Meatloaf with Red Bell Pepper Sauce
A BRUCE AIDELLS SIGNATURE RECIPE
The combination of smoky Aidells Andouille Dinner Sausage, Caramelized Onion Meatballs and ground beef produces a wonderfully moist, flavorful, and foolproof meatloaf. I've included a recipe for a sublime sauce made from sweet red bell peppers to spoon over each serving. The sauce is also terrific over mashed potatoes, if you make them, so why not?
For the meatloaf, Preheat the oven to 350 degrees fahrenheit. Heat the oil in a medium skillet over medium-high heat. Add the onions and a pinch of salt. Cover and cook until the onions begin to soften, about 5 minutes, stirring occasionally. Stir in the garlic and cook for 2 minutes. Transfer the mixture to a large bowl.
Mix the remaining ingredients into the onions. Using your hands, knead the mixture until well blended. On a large rimmed baking sheet or a large shallow baking pan, form the meat into a 10X4X4-inches high loaf.
Place the loaf in the oven and bake for 30 minutes.
Meanwhile, prepare the Chili-Mustard Glaze: Mix the chili sauce, Dijon mustard, brown sugar and vinegar in a small bowl.
Brush the glaze over the top of the meatloaf. Bake until a thermometer inserted into the center of the loaf registers 150 degrees fahrenheit to 155 degrees fahrenheit, 30-45 minutes longer. Remove from the oven. Cover the loaf loosely with foil and let rest for 10 to 20 minutes before slicing.
Cut the meatloaf into 1/2-inch thick slices. Spoon about 2 tablespoons of the Red Pepper sauce over each and serve.

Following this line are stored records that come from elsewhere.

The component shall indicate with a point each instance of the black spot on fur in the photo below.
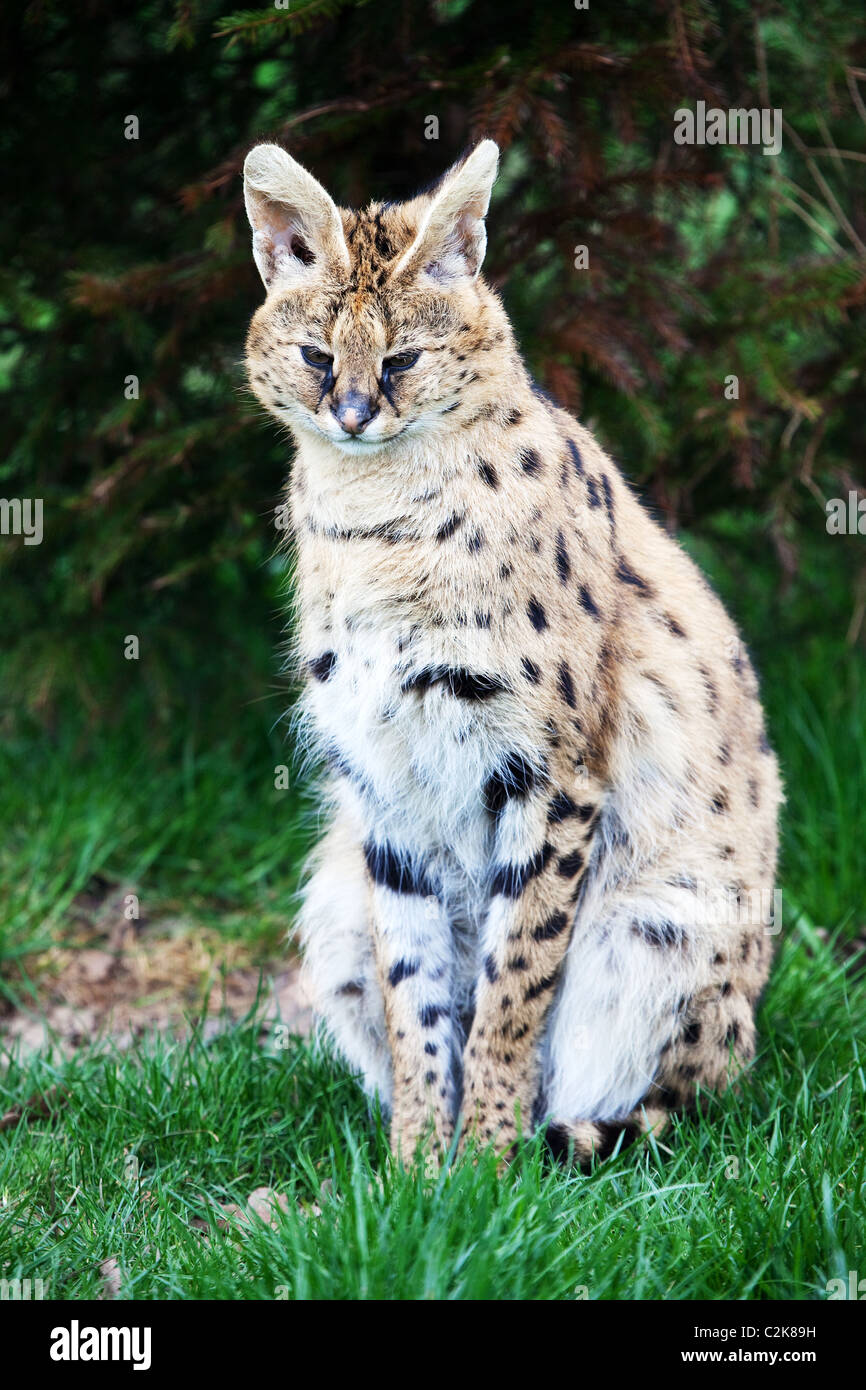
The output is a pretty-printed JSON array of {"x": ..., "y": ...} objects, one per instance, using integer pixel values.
[
  {"x": 537, "y": 615},
  {"x": 566, "y": 685},
  {"x": 541, "y": 987},
  {"x": 395, "y": 870},
  {"x": 513, "y": 779},
  {"x": 451, "y": 526},
  {"x": 570, "y": 865},
  {"x": 588, "y": 602},
  {"x": 627, "y": 576},
  {"x": 323, "y": 666},
  {"x": 563, "y": 563},
  {"x": 402, "y": 970},
  {"x": 555, "y": 926},
  {"x": 562, "y": 808},
  {"x": 488, "y": 473},
  {"x": 456, "y": 680},
  {"x": 576, "y": 458},
  {"x": 431, "y": 1014},
  {"x": 609, "y": 1136},
  {"x": 658, "y": 933}
]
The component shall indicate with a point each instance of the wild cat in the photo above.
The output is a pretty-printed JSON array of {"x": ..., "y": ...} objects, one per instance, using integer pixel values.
[{"x": 544, "y": 894}]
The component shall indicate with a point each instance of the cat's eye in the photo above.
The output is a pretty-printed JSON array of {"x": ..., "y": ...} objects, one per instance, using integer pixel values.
[
  {"x": 316, "y": 357},
  {"x": 401, "y": 360}
]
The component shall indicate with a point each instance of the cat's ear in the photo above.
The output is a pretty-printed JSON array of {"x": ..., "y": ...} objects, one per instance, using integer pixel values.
[
  {"x": 452, "y": 236},
  {"x": 296, "y": 227}
]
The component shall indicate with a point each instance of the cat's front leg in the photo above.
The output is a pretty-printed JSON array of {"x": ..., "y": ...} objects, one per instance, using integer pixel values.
[
  {"x": 542, "y": 849},
  {"x": 414, "y": 957}
]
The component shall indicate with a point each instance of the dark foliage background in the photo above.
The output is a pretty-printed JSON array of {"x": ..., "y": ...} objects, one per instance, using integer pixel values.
[{"x": 132, "y": 257}]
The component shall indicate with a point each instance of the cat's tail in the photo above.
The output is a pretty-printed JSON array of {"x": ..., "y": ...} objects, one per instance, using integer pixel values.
[{"x": 580, "y": 1141}]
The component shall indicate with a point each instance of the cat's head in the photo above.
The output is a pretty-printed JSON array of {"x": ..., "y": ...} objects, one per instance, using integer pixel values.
[{"x": 376, "y": 323}]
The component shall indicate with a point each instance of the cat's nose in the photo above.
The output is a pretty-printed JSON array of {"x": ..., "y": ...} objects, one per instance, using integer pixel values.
[{"x": 355, "y": 412}]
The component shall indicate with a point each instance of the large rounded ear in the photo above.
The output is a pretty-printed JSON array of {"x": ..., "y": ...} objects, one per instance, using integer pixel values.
[
  {"x": 452, "y": 238},
  {"x": 296, "y": 227}
]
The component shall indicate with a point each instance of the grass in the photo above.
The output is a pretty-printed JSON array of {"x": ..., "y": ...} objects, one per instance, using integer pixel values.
[{"x": 761, "y": 1198}]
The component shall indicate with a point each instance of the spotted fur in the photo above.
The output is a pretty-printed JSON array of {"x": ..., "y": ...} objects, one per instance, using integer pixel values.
[{"x": 545, "y": 887}]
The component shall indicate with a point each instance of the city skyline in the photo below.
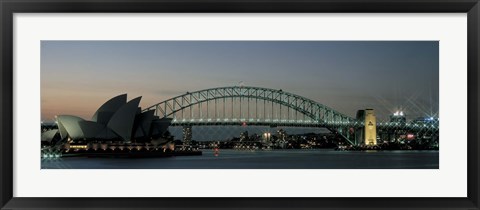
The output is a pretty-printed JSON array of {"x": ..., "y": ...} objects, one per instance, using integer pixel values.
[{"x": 77, "y": 76}]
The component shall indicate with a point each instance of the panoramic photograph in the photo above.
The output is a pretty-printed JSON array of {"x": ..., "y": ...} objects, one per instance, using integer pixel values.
[{"x": 239, "y": 105}]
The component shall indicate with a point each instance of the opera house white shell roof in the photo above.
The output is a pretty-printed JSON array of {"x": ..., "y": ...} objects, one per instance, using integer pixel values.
[{"x": 116, "y": 119}]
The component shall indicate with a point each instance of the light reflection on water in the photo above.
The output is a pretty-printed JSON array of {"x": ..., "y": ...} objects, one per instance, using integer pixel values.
[{"x": 274, "y": 159}]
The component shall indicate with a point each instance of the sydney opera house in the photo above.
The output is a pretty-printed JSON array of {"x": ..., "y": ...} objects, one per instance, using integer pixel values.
[{"x": 116, "y": 121}]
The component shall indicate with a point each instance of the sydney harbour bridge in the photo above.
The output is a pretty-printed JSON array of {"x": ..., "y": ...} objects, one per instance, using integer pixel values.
[{"x": 257, "y": 106}]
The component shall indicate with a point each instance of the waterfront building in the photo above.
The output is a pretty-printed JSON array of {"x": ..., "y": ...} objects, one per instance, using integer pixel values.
[
  {"x": 367, "y": 135},
  {"x": 187, "y": 135},
  {"x": 398, "y": 117},
  {"x": 115, "y": 121}
]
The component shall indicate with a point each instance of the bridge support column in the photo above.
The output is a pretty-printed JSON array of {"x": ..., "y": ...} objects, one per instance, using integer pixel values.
[{"x": 187, "y": 134}]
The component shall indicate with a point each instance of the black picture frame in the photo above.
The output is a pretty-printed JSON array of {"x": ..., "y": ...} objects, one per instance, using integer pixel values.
[{"x": 10, "y": 7}]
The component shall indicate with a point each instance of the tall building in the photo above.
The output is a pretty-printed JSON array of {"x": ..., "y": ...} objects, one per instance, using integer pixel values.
[
  {"x": 398, "y": 117},
  {"x": 282, "y": 135},
  {"x": 187, "y": 134},
  {"x": 370, "y": 127},
  {"x": 368, "y": 134}
]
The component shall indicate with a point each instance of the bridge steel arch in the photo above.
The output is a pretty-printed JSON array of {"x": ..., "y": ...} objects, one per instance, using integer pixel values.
[{"x": 319, "y": 114}]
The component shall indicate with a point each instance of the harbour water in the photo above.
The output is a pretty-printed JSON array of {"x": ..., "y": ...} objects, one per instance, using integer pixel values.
[{"x": 258, "y": 159}]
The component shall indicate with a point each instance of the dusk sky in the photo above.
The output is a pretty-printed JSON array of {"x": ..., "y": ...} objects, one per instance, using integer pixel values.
[{"x": 77, "y": 77}]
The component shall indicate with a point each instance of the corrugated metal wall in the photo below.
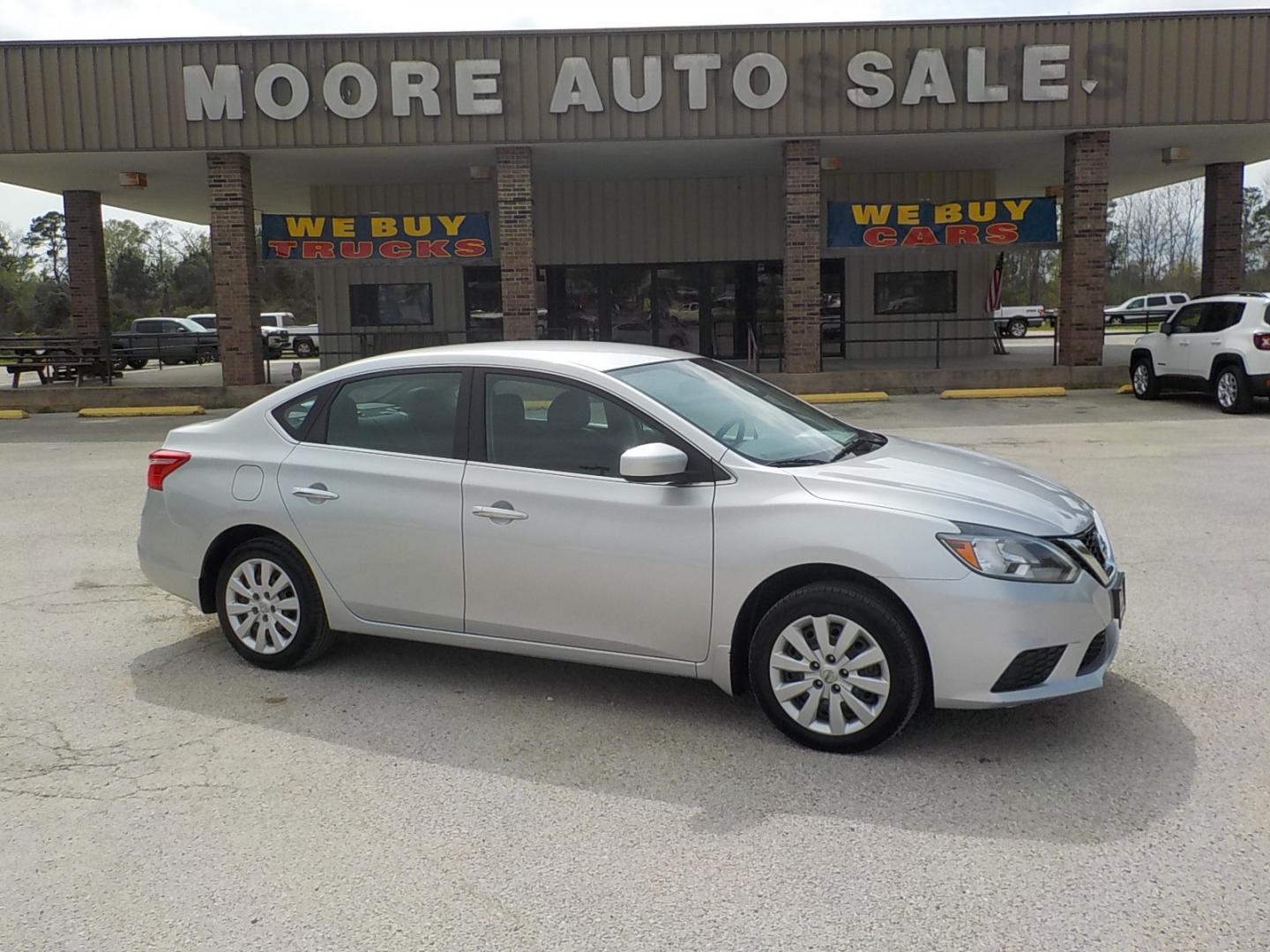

For the red pepper sauce: Heat the oil in a heavy large skillet over medium heat. Ad the bell peppers, onion, sun-dried tomatoes and garlic. Cover and cook until the peppers are soft, stirring and shaking the pan occasionally, about 10 minutes. Mix in the basil and vinegar. Puree the mixture i a blender or food processor. Add the cream and puree. Season to taste with salt and pepper.